Bottom line is use a water separator that's better than the low bidder excuse the big 3 use on pickups. A good water separator gives your injection system a fighting chance. The OEM fuel filters do not do a good job at all including the better than ours, but, still wimpy Duramax separator design.

Bugs grow slower in a refrigerator. Bugs are: mold, yeast, and bacteria.

@SlowBoat
It is difficult to find info on what Biodiesel does to diesel fuel let alone ULSD: and that is they adsorb more water than LSD or past diesel specs. It's to a point that IMO there can be enough waster adsorbed into the fuel that the bugs can grow in the fuel rather than just at the water fuel layer in the tank.

You need to test the fuel to see what kind of infection you have so you can use a fuel soluble biocide that will kill it as not all formulas kill all bugs. Gasoline aside of it's side effects does work well to kill bugs.

http://www.thetruckstop.us/forum/th...ulsd-and-biodiesel-this-can-affect-you.35096/

@schiker
Corrosive fuel from bug infections and/or leftover biodiesel methanol appear to ruin the old GM tank linings. Nevermind age itself. Biodiesel wasn't exactly in use back when our tanks were made. Now that biodiesel is a common component of diesel fuel note all the "plastic" fuel tanks that are not affected by the above.
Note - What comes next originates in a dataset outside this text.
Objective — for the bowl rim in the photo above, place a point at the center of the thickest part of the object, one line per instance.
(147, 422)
Even modern metal aux in bed fuel tanks are affected and very difficult to clean. IMO get a plastic aux tank for modern diesel's problems.
 
Slow boat. how do you have LP wired in? If still on stock harness it will be mandatory in my mind to power it with something like my LP relay harness or equivalent.
 
Leroy, I've been using your LP Relay wiring harness for quite a while now. I will be upgrading it the WTS version in a few days.